How to use text to speech avatar with real-time synthesis

2025-04-28

In this how-to guide, you learn how to use text to speech avatar with real-time synthesis. The synthetic avatar video will be generated in almost real time after the system receives the text input.

Prerequisites

To get started, make sure you have the following prerequisites:

Azure subscription: Create one for free.
Speech resource: Create a speech resource in the Azure portal. Select "Standard S0" pricing tier if you want to create speech resource to access avatar.
Your speech resource key and region: After your Speech resource is deployed, select Go to resource to view and manage keys.

Set up environment

For real-time avatar synthesis, you need to install the Speech SDK for JavaScript to use with a webpage. For the installation instructions, see Install the Speech SDK.

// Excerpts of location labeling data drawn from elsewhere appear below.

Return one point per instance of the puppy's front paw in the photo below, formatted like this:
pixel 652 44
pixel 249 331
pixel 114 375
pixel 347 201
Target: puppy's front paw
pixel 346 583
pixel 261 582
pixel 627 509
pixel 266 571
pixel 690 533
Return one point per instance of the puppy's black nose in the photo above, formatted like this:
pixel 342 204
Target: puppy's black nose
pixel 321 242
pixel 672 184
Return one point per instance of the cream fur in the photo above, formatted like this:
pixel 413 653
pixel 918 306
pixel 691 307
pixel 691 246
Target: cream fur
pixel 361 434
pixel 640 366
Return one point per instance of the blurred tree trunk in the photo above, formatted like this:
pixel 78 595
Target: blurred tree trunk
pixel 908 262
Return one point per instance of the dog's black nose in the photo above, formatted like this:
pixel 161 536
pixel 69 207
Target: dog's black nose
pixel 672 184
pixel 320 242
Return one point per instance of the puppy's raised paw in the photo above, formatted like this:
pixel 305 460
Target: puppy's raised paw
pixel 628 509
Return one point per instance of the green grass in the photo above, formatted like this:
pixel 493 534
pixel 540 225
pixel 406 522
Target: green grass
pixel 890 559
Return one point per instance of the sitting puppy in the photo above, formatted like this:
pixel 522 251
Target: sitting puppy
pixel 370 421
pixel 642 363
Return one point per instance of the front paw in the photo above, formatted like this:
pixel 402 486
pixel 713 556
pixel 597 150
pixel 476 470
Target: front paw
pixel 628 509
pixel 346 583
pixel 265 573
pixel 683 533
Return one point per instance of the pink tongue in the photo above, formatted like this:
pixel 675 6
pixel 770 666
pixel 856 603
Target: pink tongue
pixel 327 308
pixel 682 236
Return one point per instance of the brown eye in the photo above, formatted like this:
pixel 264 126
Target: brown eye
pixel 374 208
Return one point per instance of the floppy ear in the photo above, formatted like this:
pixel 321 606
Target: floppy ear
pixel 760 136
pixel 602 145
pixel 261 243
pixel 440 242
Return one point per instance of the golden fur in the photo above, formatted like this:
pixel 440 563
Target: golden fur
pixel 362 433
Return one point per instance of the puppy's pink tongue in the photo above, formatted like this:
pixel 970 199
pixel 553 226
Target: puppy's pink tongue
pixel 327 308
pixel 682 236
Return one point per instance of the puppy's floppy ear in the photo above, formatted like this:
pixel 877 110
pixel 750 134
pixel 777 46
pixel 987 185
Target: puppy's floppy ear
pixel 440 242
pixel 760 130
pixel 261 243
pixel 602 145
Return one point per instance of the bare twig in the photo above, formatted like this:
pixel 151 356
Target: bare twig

Here's the compatibility of real-time avatar on different platforms and browsers:

Platform	Chrome	Microsoft Edge	Safari	Firefox	Opera
Windows	Y	Y	N/A	Y¹	Y
Android	Y	Y	N/A	Y¹²	N
iOS	Y	Y	Y	Y	Y
macOS	Y	Y	Y	Y¹	Y

¹ It dosesn't work with ICE server by Communication Service but works with Coturn.

² Background transparency doesn't work.

Select text to speech language and voice

The text to speech feature in the Speech service supports a broad portfolio of languages and voices. You can get the full list or try them in the Voice Gallery.

To match your input text and use the specified voice, you can set the SpeechSynthesisLanguage or SpeechSynthesisVoiceName properties in the SpeechConfig object. The following code snippet shows how this technique works:

const speechConfig = SpeechSDK.SpeechConfig.fromSubscription("YourSpeechKey", "YourSpeechRegion");
// Set either the `SpeechSynthesisVoiceName` or `SpeechSynthesisLanguage`.
speechConfig.speechSynthesisLanguage = "en-US";
speechConfig.speechSynthesisVoiceName = "en-US-AvaMultilingualNeural";

All neural voices are multilingual and fluent in their own language and English. For example, if the input text in English is "I'm excited to try text to speech," and you select es-ES-ElviraNeural, the text is spoken in English with a Spanish accent.

If the voice doesn't speak the language of the input text, the Speech service doesn't create synthesized audio. For a full list of supported neural voices, see Language and voice support for the Speech service.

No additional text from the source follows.